Soundtracks - Tracks 30-33

30."My Fathers Song" ( Holmes) BARBRA STREISAND
31."Song For My Father" (Darrow/Cohen) JANE OLIVOR
I had a pretty bad week all in all. At the weekend I had a call saying my mum had collapsed and was in hospital with an abscess on her ovary. On the Wednesday I returned home to find the police in attendance, as my flat mate had covered herself on petrol and was about to set fire to herself. The following Saturday (1 October 1990?) saw me receive a telephone call that would change my life forever. My dad was dead. At forty! All in all we had spent less than four weeks together over the previous two years. The last conversation we had was of him worrying about my mum being taken ill. I had still not worked out if I could call him "Dad" or Henry (neither seemed right somehow) much less told him I loved him or even worked out how I felt. As Olivor's song goes "where did it go, where did it go - did I say I love you did you know?". What I did know was that I was absolutely devastated and to this day I have never felt a shock like it. It was something that he said to me once that helped me to through it -"no matter how bad a situation is you always gain something positive from it". This is so true and sometimes this thought is all I need to cope with life's struggles, and it's possibly the greatest gift he gave me. The funeral and the days leading up to it were surreal, enduring a funeral service that was in language I barely understood, paired with rows and recriminations between my grandparents and Vina his estranged wife. I expected to strongly dislike Vina but we got on brilliantly from the outset, and I found a wonderfully black sense of humour that helped me through. I felt ,for a long time, my dad was taken from me when our relationship was still developing, this is undoubtedly true, but I also believe what Vina later told me. I got the best of him. He was a tyrant, selfish and a monster in many ways, but he also had great charm and managed to effect the lives of everyone he met. He was often very critical of people but I got a very different feeling from him, one of acceptance illustrated in Barbra's song "whatever you are you gonna be, whatever you are it's alright with me, you'll do what you want anyway, these are the words I heard my father say"

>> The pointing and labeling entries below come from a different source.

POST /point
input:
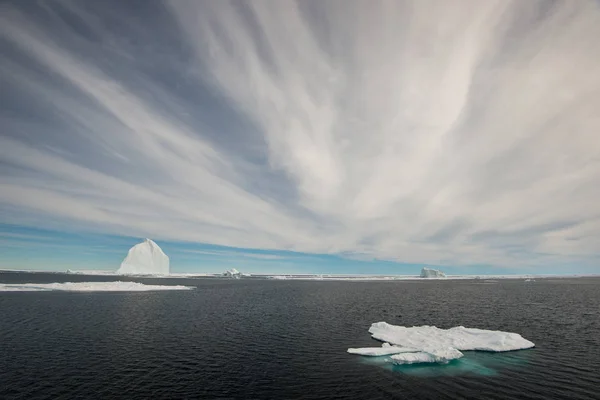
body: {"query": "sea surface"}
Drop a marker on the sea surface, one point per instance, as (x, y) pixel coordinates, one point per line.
(266, 339)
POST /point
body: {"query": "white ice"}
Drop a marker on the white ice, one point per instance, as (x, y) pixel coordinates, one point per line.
(429, 344)
(88, 287)
(432, 273)
(442, 357)
(385, 350)
(232, 273)
(145, 258)
(459, 337)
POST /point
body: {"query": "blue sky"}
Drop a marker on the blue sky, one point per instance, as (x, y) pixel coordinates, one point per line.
(316, 137)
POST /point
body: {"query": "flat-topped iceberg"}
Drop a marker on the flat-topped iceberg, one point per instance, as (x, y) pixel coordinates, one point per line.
(385, 350)
(145, 258)
(429, 344)
(88, 287)
(432, 273)
(232, 273)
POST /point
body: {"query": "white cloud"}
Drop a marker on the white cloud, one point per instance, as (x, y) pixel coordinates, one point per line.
(461, 133)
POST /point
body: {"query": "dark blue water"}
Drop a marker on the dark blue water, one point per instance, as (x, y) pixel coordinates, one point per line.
(259, 339)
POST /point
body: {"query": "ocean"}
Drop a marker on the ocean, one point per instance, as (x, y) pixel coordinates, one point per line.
(268, 339)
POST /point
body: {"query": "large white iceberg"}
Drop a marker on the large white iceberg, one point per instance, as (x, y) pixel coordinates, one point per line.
(386, 349)
(432, 273)
(145, 258)
(420, 344)
(232, 273)
(88, 287)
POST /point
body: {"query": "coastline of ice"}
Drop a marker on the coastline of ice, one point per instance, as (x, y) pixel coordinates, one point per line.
(88, 287)
(429, 344)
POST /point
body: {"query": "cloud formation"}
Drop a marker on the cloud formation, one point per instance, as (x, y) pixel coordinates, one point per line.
(418, 131)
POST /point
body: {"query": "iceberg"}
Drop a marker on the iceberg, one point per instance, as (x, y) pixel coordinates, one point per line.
(429, 344)
(145, 258)
(437, 356)
(386, 349)
(88, 287)
(232, 273)
(432, 273)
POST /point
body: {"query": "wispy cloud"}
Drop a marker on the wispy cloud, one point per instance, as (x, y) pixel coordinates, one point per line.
(424, 132)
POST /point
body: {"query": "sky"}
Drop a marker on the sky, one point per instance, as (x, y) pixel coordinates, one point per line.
(301, 137)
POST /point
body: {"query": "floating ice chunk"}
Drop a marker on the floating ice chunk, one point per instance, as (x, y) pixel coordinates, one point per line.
(385, 350)
(441, 356)
(432, 273)
(232, 273)
(145, 258)
(460, 338)
(88, 287)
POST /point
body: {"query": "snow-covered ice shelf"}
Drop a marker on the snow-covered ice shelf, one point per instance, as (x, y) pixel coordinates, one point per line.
(88, 287)
(429, 344)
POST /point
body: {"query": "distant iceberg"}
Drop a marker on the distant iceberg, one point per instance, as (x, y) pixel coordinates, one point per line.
(429, 344)
(432, 273)
(145, 258)
(88, 287)
(232, 273)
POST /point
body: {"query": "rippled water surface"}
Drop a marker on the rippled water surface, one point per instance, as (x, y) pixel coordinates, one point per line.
(259, 339)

32."Look Over There" (Herman) from "La Cage Aux Folles" Gene Barry
"How often is someone concerned with the tiniest thread of your life?" Well, less often would be good - the relationship with my maternal grandparents can be stifling much of the time. It often seems that it has a stranglehold on my life that prevents me from doing what I want to do. I am expected to tell them of all my movements, when I am going to be out and when I am not. I get text messages if I have had a drink after work saying "Call me when get back am worried" and I still get told to make sure my door is locked at night, because about ten years ago I left it open one night. This is just the tip of the ice berg as well! Believe me! Anyway it's not all bad. I do appreciate the good side of this, such as when I found out about my dads death. They got in the car drove the hundred miles from Leicester to London and collected me. Booked a plane ticket and got me on the plane to head to Germany for the funeral. I was in no fit state to organize this myself and truly couldn't have managed it without them .

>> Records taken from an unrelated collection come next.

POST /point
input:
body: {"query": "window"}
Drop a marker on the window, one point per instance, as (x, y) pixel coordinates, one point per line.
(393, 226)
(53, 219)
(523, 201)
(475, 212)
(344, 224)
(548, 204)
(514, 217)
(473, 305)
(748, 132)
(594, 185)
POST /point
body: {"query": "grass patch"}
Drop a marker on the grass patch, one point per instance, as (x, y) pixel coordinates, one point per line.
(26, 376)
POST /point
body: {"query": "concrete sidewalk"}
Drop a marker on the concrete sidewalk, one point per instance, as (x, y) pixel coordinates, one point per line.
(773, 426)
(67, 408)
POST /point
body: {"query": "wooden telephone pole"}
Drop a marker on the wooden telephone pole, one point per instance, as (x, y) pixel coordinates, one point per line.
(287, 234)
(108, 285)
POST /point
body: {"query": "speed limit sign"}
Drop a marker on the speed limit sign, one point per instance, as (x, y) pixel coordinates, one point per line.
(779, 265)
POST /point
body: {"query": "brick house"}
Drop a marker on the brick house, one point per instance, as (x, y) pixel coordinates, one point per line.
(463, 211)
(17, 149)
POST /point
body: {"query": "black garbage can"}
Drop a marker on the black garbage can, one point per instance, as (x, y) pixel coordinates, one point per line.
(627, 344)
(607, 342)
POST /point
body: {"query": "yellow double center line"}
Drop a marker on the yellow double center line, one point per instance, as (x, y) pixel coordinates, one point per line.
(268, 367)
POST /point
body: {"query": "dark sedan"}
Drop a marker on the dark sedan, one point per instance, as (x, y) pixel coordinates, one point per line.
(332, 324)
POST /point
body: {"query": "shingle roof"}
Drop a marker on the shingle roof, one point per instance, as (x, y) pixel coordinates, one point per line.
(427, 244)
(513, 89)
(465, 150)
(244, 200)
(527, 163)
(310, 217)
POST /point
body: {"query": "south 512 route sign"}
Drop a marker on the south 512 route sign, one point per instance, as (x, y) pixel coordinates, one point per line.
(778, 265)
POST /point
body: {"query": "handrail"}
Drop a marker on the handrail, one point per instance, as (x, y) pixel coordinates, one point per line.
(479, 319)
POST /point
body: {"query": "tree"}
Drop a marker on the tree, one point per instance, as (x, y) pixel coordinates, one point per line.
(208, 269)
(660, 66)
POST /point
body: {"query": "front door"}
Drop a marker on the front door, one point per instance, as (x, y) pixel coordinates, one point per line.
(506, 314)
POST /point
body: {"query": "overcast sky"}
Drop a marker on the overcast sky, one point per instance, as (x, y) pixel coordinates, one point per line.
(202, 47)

33."Anytime (I AM There)" (Finn) from "Elegies A Song Cycle" CAROLEE CARMELLO
we have all lost someone we care about. This is sung from the point of view of someone that was loved and is lost. It expresses what I believe, that these people are never gone for ever, they are still here, and make us what we are today. It's for five very special people, My dad, Violet, Grandma Cox, Tante Leni and Onkel Jakob. All of whom played their part! And it's not depressing at all, even though I have placed it after my dad's songs - it's one of the most optimistic love filled songs I have ever heard!